Treberhilfe Berlin: Hungerlohn für Dienstwagen

Gemeinnützige Unternehmen können sich nur teure Dienstwagen leisten, wenn sie die Beschäftigten ausbeuten, kritisiert Verdi. Der Paritätische Wohlfahrtsverband hält dagegen.

Ein Maserati macht 'ne Menge Ärger... Bild: DPA

Die Gewerkschaft Verdi kritisiert schlechte Arbeitsbedingungen im sozialen Sektor. "Teure Dienstwagen können nur finanziert werden, wenn Beschäftigte zu Hungerlöhnen beschäftigt werden", so Meike Jäger, Landesfachbereichsleiterin Gesundheit, Soziale Dienste, Wohlfahrt und Kirchen bei Verdi. Die nicht vorhandene Tarifbindung und häufig sehr schlechten Arbeitsbedingungen seien "der eigentliche Skandal".

Verdi reagiert auf die Dienstwagen-Affäre in der Treberhilfe. Der Geschäftsführer Harald Ehlert war wegen eines Maserati und weiterer Luxuswagen der gemeinnützigen Organisation in die Kritik geraten. Die Treberhilfe setzt sich etwa für Jugendliche und Obdachlose ein, die Arbeit wird zu einem großen Teil aus Steuergeldern finanziert.

Verdi kritisiert, dass viele gemeinnützige Träger laut den veröffentlichten Bilanzen einen Gewinn ausweisen würden. Damit würden "unbegründet überzogene Rücklagen gebildet, Stiftungen gegründet oder Beraterhonorare gezahlt", heißt es in einer Mitteilung.

Der Paritätische Wohlfahrtsverband, in dem viele gemeinnützige Organisationen zusammengeschlossen sind, wies diese Kritik zurück.

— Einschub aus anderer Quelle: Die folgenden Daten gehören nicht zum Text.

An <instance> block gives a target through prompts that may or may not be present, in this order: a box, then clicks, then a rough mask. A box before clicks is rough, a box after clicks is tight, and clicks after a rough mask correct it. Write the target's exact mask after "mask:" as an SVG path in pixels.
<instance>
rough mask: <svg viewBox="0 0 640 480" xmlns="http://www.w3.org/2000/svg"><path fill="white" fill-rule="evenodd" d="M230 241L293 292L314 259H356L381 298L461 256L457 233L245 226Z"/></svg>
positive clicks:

Die Unternehmen müssten Gewinne machen und damit Rücklagen bilden, um so Investitionen zu finanzieren, sagte Verbandsgeschäftsführer Oswald Menninger.

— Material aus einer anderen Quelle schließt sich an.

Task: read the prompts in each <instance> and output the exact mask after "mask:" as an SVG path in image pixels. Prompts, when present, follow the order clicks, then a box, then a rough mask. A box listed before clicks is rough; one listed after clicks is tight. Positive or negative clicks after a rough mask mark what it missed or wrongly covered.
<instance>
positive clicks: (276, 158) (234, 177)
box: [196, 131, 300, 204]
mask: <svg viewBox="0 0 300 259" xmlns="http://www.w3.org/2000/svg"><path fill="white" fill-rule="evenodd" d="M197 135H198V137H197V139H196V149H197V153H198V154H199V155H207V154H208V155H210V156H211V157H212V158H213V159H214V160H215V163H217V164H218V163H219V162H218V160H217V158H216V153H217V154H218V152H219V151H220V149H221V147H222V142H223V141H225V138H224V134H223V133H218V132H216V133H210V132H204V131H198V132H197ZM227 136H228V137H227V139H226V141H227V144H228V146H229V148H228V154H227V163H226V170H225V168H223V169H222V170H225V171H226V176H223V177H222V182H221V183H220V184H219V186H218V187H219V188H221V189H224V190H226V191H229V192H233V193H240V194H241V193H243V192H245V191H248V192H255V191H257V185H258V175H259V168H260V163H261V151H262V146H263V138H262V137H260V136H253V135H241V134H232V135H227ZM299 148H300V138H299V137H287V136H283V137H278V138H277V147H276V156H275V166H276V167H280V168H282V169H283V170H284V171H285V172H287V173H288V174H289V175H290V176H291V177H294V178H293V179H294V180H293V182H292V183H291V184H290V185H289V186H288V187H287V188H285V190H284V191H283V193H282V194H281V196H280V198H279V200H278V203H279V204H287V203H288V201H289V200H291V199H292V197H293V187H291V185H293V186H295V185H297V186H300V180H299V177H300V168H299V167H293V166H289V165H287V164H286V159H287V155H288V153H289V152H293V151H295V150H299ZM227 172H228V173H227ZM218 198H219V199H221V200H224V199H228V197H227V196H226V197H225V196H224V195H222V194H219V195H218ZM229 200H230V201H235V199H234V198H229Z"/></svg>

Gemeinnützige Wohlfahrtseinrichtungen wie die Treberhilfe sind weder staatlich noch rein privatwirtschaftlich, sondern ein Zwitterwesen. Eigentümer können Vereine sein, aber auch Unternehmen oder Einzelpersonen. Sie erhalten vom Bezirk einen festen Betrag für jede Person, die hilfebedürftig ist und von ihnen betreut wird.

Dabei gibt nicht nur einen staatlichen Anbieter - also etwa eine zentrale Obdachlosenbehörde, die die Heime nach gleichen Standards betreibt und die Obdachlosen zuweist - sondern freien Wettbewerb. Die Betroffenen können sich selbst aussuchen, zu welchem Anbieter sie gehen.

Die Bezirke kontrollieren, ob die Leistung auch tatsächlich in der gewünschten Qualität erbracht wird. Es wird allerdings nicht kontrolliert, wie das Geld im Detail verwendet wird. Gewinne sind erlaubt und auch die Regel. Wer besonders effizient arbeitet - oder die Arbeitnehmer ausbeutet - kann einen überdurchschnittlich hohen Gewinn erzielen. Das Geld darf allerdings nicht an die Eigentümer ausgeschüttet werden. Die Einrichtung muss den Gewinn entweder im folgenden Jahr wieder ausgeben oder ihn für eine größere Investition ansparen.

Gemeinnützige Unternehmen unterscheiden sich dadurch von rein privaten Unternehmen wie etwa privaten Schulen, Krankenhäusern oder Arztpraxen. Auch die erhalten vom Staat beziehungsweise aus den Sozialkassen feste Beträge pro Schüler oder Patient. Sie dürfen dabei unbegrenzt hohe Gewinne machen und die an die Eigentümer ausschütten.

Bei rein privaten Unternehmen wird auch nicht kontrolliert, wie teuer der Dienstwagen des Geschäftsführers ist. Bei gemeinnützigen Unternehmen müssen die Ausgaben hingegen "angemessen" sein. Dies wird vom Finanzamt in unregelmäßigen Abständen überprüft. Als Vergleich gilt dabei großzügigerweise die Privatwirtschaft. Bei einem Unternehmen wie der Treberhilfe mit mehr als 200 Mitarbeitern kann dabei in den Augen des Finanzamtes auch ein teurer Dienstwagen als angemessen gelten. In den Augen der Öffentlichkeit freilich ist so viel Luxus für den Chef einer Obdachlosenorganisation anstößig - und darüber ist Ehlert gestolpert.